Sunday, October 23, 2005

Bersaksi

Bersaksi itu ada macam-macam.

1. Honest and believeble
2. Dishonest and believeble
3. Honest and unbelieveble
4. Dishonest and unbelieveble

Kalau saya bilang, "kemaren saya makan di McDonald". Maka ini bisa dipercaya (believeble), meskipun belum tentu benar (bisa jadi kemaren saya sebenarnya makan di warteg). Jadi mungkin saja saya jujur, mungkin tidak. Tetapi kesaksian saya tetap "believeble" (bisa dipercaya), sebab
makan di McDonald memang bukan barang yang luar biasa, dan memang mungkin saja saya lakukan.

Tetapi kalau saya bilang, "Tubuh saya sudah dirubah menjadi Cyborg, dan darah saya diganti sehingga menjadi berwarna hijau", bagaimana?

Mungkin saja saya menyatakan kesaksian di atas dengan jujur. Artinya,saya sendiri sungguh-sungguh memang PERCAYA bahwa tubuh saya memang sudah dirubah menjadi Cyborg oleh makhluk alien, dan darah saya berwarna hijau. Tetapi apakah kesaksian saya ini "believeble"? Siapa tahu keyakinan saya ini adalah hasil dari ilusi yang diciptakan oleh pikiran saya sendiri?

Dengan kata lain, kejujuran saja belum mencukupi untuk membuat kesaksian saya menjadi "believeble". Juga tidak cukup untuk menyatakan bahwa "Semua ini dikembalikan kepada Tuhan, sebab Dia maha tahu".

Apa sebenarnya manfaat kesaksian bagi orang lain?

Ada banyak manfaatnya. Antara lain, sebagai sumber inspirasi. Di dalam lingkungan saudara-saudara kristen, misalnya, sangat dianjurkan untuk bersaksi, menceritakan bagaimana Tuhan bekerja secara konkrit dalam hidup sehari-hari.

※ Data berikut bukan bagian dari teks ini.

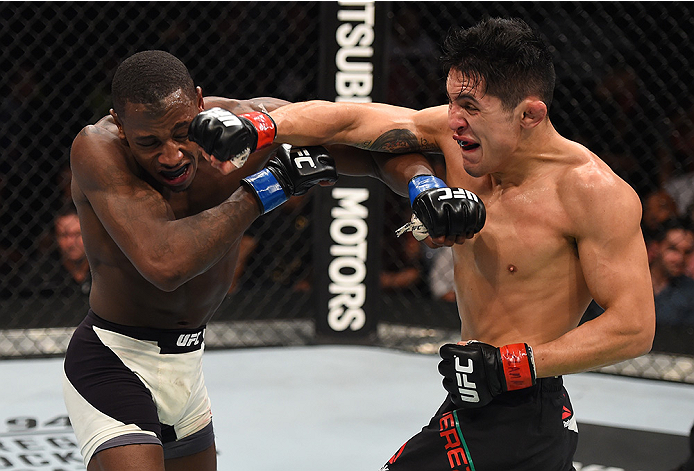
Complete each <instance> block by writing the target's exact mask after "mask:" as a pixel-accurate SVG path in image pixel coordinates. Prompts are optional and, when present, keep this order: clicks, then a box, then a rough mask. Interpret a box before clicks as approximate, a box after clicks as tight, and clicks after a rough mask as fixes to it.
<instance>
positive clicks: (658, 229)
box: [641, 189, 678, 245]
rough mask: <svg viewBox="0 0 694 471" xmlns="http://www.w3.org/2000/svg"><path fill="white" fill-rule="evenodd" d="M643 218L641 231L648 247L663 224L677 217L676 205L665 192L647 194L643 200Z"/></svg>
mask: <svg viewBox="0 0 694 471" xmlns="http://www.w3.org/2000/svg"><path fill="white" fill-rule="evenodd" d="M642 204H643V216H642V218H641V230H642V231H643V238H644V239H645V241H646V244H647V245H648V244H649V242H650V241H651V240H652V239H653V237H655V236H656V235H657V234H658V233H659V232H660V229H661V227H662V225H663V223H664V222H666V221H668V220H670V219H673V218H676V217H677V216H678V212H677V204H676V203H675V200H674V199H673V198H672V196H671V195H670V194H669V193H668V192H667V191H665V190H663V189H659V190H655V191H653V192H651V193H649V194H648V195H647V196H646V197H645V198H644V199H643V203H642Z"/></svg>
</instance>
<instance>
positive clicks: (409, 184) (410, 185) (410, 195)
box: [407, 175, 447, 205]
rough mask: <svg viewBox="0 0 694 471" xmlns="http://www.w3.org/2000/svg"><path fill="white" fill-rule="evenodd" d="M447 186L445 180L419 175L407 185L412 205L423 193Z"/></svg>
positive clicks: (445, 187) (443, 187) (432, 175)
mask: <svg viewBox="0 0 694 471" xmlns="http://www.w3.org/2000/svg"><path fill="white" fill-rule="evenodd" d="M446 186H447V185H446V184H445V183H444V181H443V180H441V179H440V178H437V177H435V176H433V175H417V176H416V177H413V178H412V180H410V183H409V184H408V185H407V188H408V189H409V194H410V205H412V203H414V199H415V198H416V197H417V195H419V194H420V193H421V192H423V191H425V190H428V189H430V188H446Z"/></svg>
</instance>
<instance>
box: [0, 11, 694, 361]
mask: <svg viewBox="0 0 694 471" xmlns="http://www.w3.org/2000/svg"><path fill="white" fill-rule="evenodd" d="M238 8H240V7H238ZM418 8H420V6H418V4H416V3H415V2H409V3H408V5H406V6H401V7H400V8H398V9H397V11H396V12H395V15H394V17H393V18H392V31H391V36H390V38H389V41H388V56H389V58H390V59H389V67H388V70H389V75H388V82H387V83H388V86H387V90H388V91H387V96H386V101H388V102H389V103H392V104H396V105H401V106H407V107H412V108H423V107H427V106H433V105H437V104H441V103H445V95H444V94H443V85H442V83H443V82H442V79H443V78H442V75H441V69H440V67H439V66H438V62H437V58H438V52H439V45H438V39H434V38H432V37H431V35H429V34H427V28H426V26H427V25H426V24H424V23H425V22H423V18H424V17H423V16H422V15H421V14H420V12H419V11H418ZM283 14H286V15H288V16H287V18H289V19H290V20H291V24H294V25H303V26H302V28H306V29H308V27H309V25H310V22H308V24H307V18H308V16H307V12H306V11H305V9H304V7H302V6H301V5H300V4H298V3H294V4H292V7H291V8H288V9H287V11H286V12H284V13H283ZM220 24H226V23H224V22H222V23H220ZM174 26H175V25H174ZM174 26H171V28H172V29H171V31H168V33H167V34H168V35H167V34H162V35H160V37H161V38H163V39H162V40H163V41H172V43H171V44H172V47H174V46H176V44H175V43H174V42H175V41H176V40H177V38H178V37H179V36H180V35H182V34H183V33H184V32H185V31H186V28H185V25H179V27H180V28H179V29H180V30H179V29H176V28H175V27H174ZM228 26H229V31H228V32H227V33H228V34H227V33H224V32H223V31H218V32H216V33H215V34H217V35H221V36H224V37H226V38H227V41H232V40H233V37H232V36H233V35H232V31H233V30H234V27H233V26H234V25H228ZM181 28H182V29H181ZM302 31H303V29H301V28H294V29H292V33H291V34H292V35H294V36H297V38H296V41H297V42H298V41H299V39H300V38H299V36H300V35H301V34H302ZM167 38H169V39H167ZM289 46H290V45H289V44H284V47H286V48H289ZM290 53H292V52H291V51H290V50H289V49H288V50H287V52H286V54H290ZM114 54H115V53H114V52H113V51H111V52H109V54H105V56H104V58H103V60H102V61H101V63H100V64H99V67H98V68H95V70H96V72H94V75H93V76H92V77H91V78H90V81H89V83H91V84H92V85H93V89H91V90H85V92H84V96H83V98H84V103H82V104H81V105H80V106H81V108H80V110H82V111H81V112H80V114H79V116H78V120H77V121H79V122H80V125H84V124H86V123H87V122H90V121H91V122H93V121H94V120H95V119H97V118H98V117H100V116H103V115H105V114H106V113H107V112H108V108H109V99H108V88H109V87H108V83H109V79H110V75H111V74H112V72H113V70H114V69H115V66H116V65H117V63H118V61H117V60H116V57H115V55H114ZM287 70H288V71H287V75H286V77H287V80H285V81H284V82H282V85H281V86H280V87H277V88H272V87H271V89H269V90H267V91H266V93H265V94H266V95H273V94H276V96H278V97H279V98H284V99H288V100H300V99H306V97H307V96H310V95H311V94H312V93H314V92H311V93H307V92H306V88H307V87H315V83H314V82H310V81H308V79H307V78H306V76H305V74H303V73H302V72H303V69H300V67H295V68H292V67H287ZM604 70H605V72H601V73H598V72H597V71H596V72H595V74H594V76H593V77H592V78H591V80H586V81H585V83H584V84H583V85H584V86H583V88H582V89H581V90H583V91H584V92H585V96H583V97H579V96H577V97H576V98H575V100H573V101H572V102H571V103H570V105H571V106H567V105H566V103H564V104H563V105H562V101H561V100H560V99H555V100H556V101H557V103H555V105H554V106H555V107H557V110H556V111H551V113H552V112H555V113H557V114H559V115H560V113H568V114H569V115H571V114H572V113H573V111H574V110H573V109H570V110H567V108H570V107H572V106H574V105H575V103H574V102H575V101H576V100H579V101H580V102H581V103H587V104H590V105H591V106H592V108H591V109H592V110H593V111H591V110H590V109H589V110H588V111H585V110H583V111H585V112H586V113H588V115H589V116H590V117H591V120H592V121H591V122H590V123H588V122H583V121H585V120H582V119H580V118H579V119H576V120H575V121H582V122H574V123H573V124H575V129H574V132H573V133H572V132H567V131H566V130H562V131H563V134H566V135H568V136H570V137H572V138H574V139H575V140H577V141H579V142H582V143H584V144H585V145H586V146H587V147H588V148H590V149H591V150H593V151H594V152H595V153H596V154H598V155H599V156H600V157H601V158H602V159H603V160H605V162H606V163H607V164H608V165H610V166H611V167H612V168H613V170H614V171H615V172H616V173H617V174H619V175H620V176H621V177H622V178H624V179H625V180H626V181H627V182H628V183H629V184H630V185H631V186H632V187H633V188H634V190H635V191H636V192H637V193H638V194H639V196H640V198H641V200H642V203H643V219H642V230H643V234H644V238H645V241H646V245H647V250H648V257H649V263H650V267H651V274H652V279H653V289H654V295H655V300H656V314H657V322H658V334H657V339H656V347H655V348H656V349H662V350H664V351H670V350H678V349H682V350H683V351H684V350H687V349H689V351H690V352H691V353H694V351H691V350H692V349H693V347H691V346H688V345H685V343H686V342H684V341H682V342H681V344H680V343H677V341H676V340H677V339H678V338H683V337H682V336H683V335H685V334H686V335H689V336H690V337H688V338H689V345H691V344H694V342H692V339H694V255H693V251H694V235H693V234H694V233H693V231H694V99H692V98H691V97H689V96H688V94H686V93H683V94H681V96H680V98H679V102H678V103H677V104H676V105H675V106H669V107H666V106H660V102H659V99H658V97H654V96H653V95H652V94H651V90H649V87H648V86H647V85H646V84H645V82H644V80H643V79H642V77H641V76H640V75H639V71H638V69H636V68H634V67H632V66H631V65H630V62H629V60H617V61H613V62H612V63H610V64H609V66H608V67H606V68H605V69H604ZM1 84H2V89H3V94H2V103H0V129H1V130H2V132H1V133H0V143H1V144H2V156H1V157H0V203H1V208H2V209H1V210H0V276H1V279H2V281H0V299H3V300H15V299H18V298H37V297H39V298H40V297H44V298H49V297H50V298H55V297H71V298H75V297H80V298H84V299H85V300H86V299H87V297H88V294H89V289H90V281H91V280H90V276H89V269H88V262H87V260H86V258H85V255H84V248H83V246H82V240H81V234H80V228H79V221H78V219H77V217H76V214H75V212H74V207H73V206H72V203H71V197H70V179H71V178H70V168H69V164H68V163H67V160H68V159H67V156H68V153H69V141H66V139H65V138H63V139H62V140H61V142H60V143H59V145H58V146H59V148H60V149H61V151H60V153H61V155H49V156H47V155H45V153H44V151H42V149H52V148H54V147H55V146H54V147H51V144H49V143H45V145H44V146H43V147H37V146H35V145H34V144H35V142H33V140H32V139H34V136H36V135H43V136H45V135H46V134H45V133H43V131H45V129H43V128H41V131H42V132H37V129H38V128H40V127H42V126H43V124H42V121H41V120H37V118H36V115H37V114H40V113H46V112H47V107H48V109H50V103H51V99H52V97H53V98H54V97H55V93H53V91H52V90H51V87H50V83H47V82H46V81H45V80H44V77H43V76H42V74H41V73H40V70H37V67H36V66H35V64H32V63H31V62H23V63H21V64H19V65H17V66H16V67H13V71H12V73H10V74H8V75H7V76H5V77H4V78H3V81H2V83H1ZM243 98H246V97H243ZM562 106H563V107H564V108H562ZM576 108H579V106H578V105H577V106H576ZM582 108H589V107H588V106H582ZM85 110H86V111H85ZM551 116H552V114H551ZM559 121H560V120H557V122H559ZM26 123H31V125H29V126H28V127H27V125H26ZM563 126H566V125H565V124H564V125H563ZM78 130H79V129H78V128H77V129H75V130H74V132H77V131H78ZM55 132H56V133H57V132H58V130H56V131H55ZM49 134H50V133H49ZM72 136H74V133H73V134H70V138H71V137H72ZM43 139H45V138H43ZM37 149H38V150H37ZM311 200H312V193H309V194H308V195H306V196H305V197H301V198H294V199H292V200H291V201H290V203H288V204H286V205H284V206H282V207H281V208H280V209H278V210H276V211H274V212H273V213H271V214H269V215H268V216H266V217H264V218H260V219H258V221H256V223H255V224H254V225H253V227H251V229H250V230H249V231H248V233H247V234H246V237H245V238H244V241H243V244H242V246H241V256H240V261H241V263H240V264H239V269H238V271H237V276H236V279H235V282H234V285H233V286H232V288H231V290H230V294H233V293H235V292H238V291H239V290H241V289H243V288H244V286H245V287H248V284H249V283H251V281H252V280H253V282H255V283H257V280H260V279H262V280H266V282H268V283H274V284H278V285H282V286H285V287H286V288H287V289H289V290H292V291H296V292H310V290H311V276H312V270H311V265H312V262H311V258H312V254H311V246H310V244H306V243H305V240H306V236H308V237H311V235H312V233H311V217H312V203H311ZM410 211H411V210H410V208H409V205H408V203H407V200H406V199H404V198H401V197H399V196H397V195H394V194H392V193H391V192H389V191H386V198H385V207H384V210H383V214H384V216H385V217H384V225H383V241H384V243H383V256H382V257H383V258H382V263H381V265H382V272H381V276H380V283H381V288H382V290H383V292H384V293H394V294H401V295H404V296H415V297H420V298H426V299H430V300H433V301H435V302H439V301H440V302H442V303H454V302H455V296H456V295H455V293H454V291H453V283H452V270H453V260H452V254H451V251H450V250H449V249H439V250H432V249H429V248H427V247H426V246H424V245H423V244H421V243H418V242H416V241H415V240H414V239H413V238H412V237H411V236H410V235H409V234H408V235H406V236H403V237H400V238H396V237H395V236H394V231H395V229H396V228H397V227H399V226H401V225H402V224H403V223H404V222H406V221H408V220H409V214H410ZM302 234H304V237H302ZM85 302H86V301H85ZM589 311H590V312H589V313H587V315H586V318H590V317H591V316H595V315H599V312H600V307H599V306H591V308H590V309H589ZM672 339H675V340H672Z"/></svg>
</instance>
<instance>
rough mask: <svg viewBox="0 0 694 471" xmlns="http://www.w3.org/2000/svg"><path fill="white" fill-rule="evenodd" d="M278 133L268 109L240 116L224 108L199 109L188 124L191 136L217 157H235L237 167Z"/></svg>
mask: <svg viewBox="0 0 694 471" xmlns="http://www.w3.org/2000/svg"><path fill="white" fill-rule="evenodd" d="M276 134H277V128H276V126H275V122H274V121H273V120H272V118H271V117H270V115H269V114H267V113H261V112H259V111H254V112H252V113H244V114H240V115H238V116H237V115H235V114H234V113H231V112H230V111H227V110H225V109H222V108H212V109H209V110H205V111H203V112H201V113H199V114H198V115H197V116H196V117H195V118H193V121H192V122H191V123H190V127H189V128H188V139H190V140H191V141H193V142H196V143H197V144H198V145H199V146H200V147H202V148H203V149H204V150H205V152H207V153H208V154H210V155H213V156H214V157H215V158H216V159H217V160H231V162H232V163H233V164H234V165H236V166H237V167H241V166H242V165H243V164H244V163H245V162H246V159H247V158H248V156H249V155H250V154H251V153H252V152H254V151H255V150H257V149H262V148H264V147H267V146H269V145H270V144H272V141H273V140H274V139H275V135H276Z"/></svg>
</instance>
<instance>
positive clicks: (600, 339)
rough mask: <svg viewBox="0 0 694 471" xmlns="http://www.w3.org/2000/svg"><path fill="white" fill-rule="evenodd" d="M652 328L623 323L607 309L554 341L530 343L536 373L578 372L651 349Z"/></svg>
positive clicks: (635, 356) (565, 374)
mask: <svg viewBox="0 0 694 471" xmlns="http://www.w3.org/2000/svg"><path fill="white" fill-rule="evenodd" d="M605 314H607V315H605ZM653 329H654V325H640V324H638V323H634V324H628V323H625V322H623V321H621V320H620V319H619V318H618V316H612V315H611V313H610V312H608V311H607V310H606V311H605V313H603V314H602V315H600V316H598V317H597V318H595V319H593V320H590V321H588V322H586V323H584V324H581V325H580V326H578V327H576V328H575V329H573V330H571V331H569V332H567V333H566V334H564V335H562V336H561V337H559V338H557V339H556V340H553V341H551V342H547V343H545V344H541V345H533V346H532V347H533V352H534V354H535V362H536V367H537V376H538V378H541V377H549V376H559V375H566V374H571V373H580V372H583V371H590V370H594V369H596V368H600V367H602V366H607V365H612V364H615V363H618V362H620V361H624V360H628V359H631V358H635V357H637V356H640V355H643V354H645V353H647V352H648V351H649V350H650V348H651V344H652V341H653Z"/></svg>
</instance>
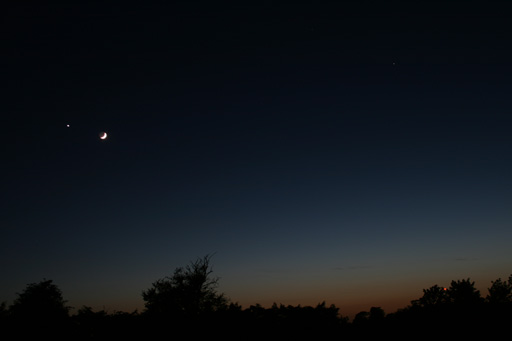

Beberapa tahun lalu, saya menghadiri acara di suatu kebaktian dimana seorang anak bersaksi menceritakan pengalamannya diangkat ke surga, bertemu dengan yesus dan nabi-nabi, dan masih banyak lagi (saya lupa detailnya). Saya yakin sepenuhnya bahwa anak itu (kalau ndak salah
berumur sekitar 11 tahun) memang sungguh-sungguh jujur dan mempercayai sepenuhnya pengalamannya itu. Tetapi sangat sulit bagi saya untuk melihat kesaksiannya sebagai "believeble". Terus terang, kesaksian itu tidak memberikan inspirasi apa-apa bagi saya. Dan saya pulang dari kebaktian itu dengan perasaan "biasa-biasa saja". (Tentu saya tidak menutup kemungkinan bahwa anak itu memang sungguh-sungguh diangkat kesurga. Tetapi itu cuma kemungkinan saja.)

Di lain kesempatan, saya mendengar kesaksian yang sangat sederhana, di mana seseorang bercerita tentang bagaimana Tuhan berkarya dalam berbagai peristiwa biasa di dalam kehidupan sehari-hari. Tidak ada yang spektakular, biasa saja. Anehnya, kesaksian itu menyentuh batin saya, dan menjadi inspirasi bagi saya.

Mungkin saya terkesan pada ketulusan dan kerendahan hati orang yang bersaksi itu. Tetapi juga karena kesaksiannya itu "believeble", dan satu hal penting lain, apa yang pernah dialami orang itu juga bisa dialami oleh siapa saja. Tidak perlu menjadi orang yang istimewa atau menjadi orang pilihan, untuk mengalami pengalaman yang sama. Saya ndak perlu menjadi seorang nabi, untuk mengalami hal yang dialami orang yang bersaksi itu.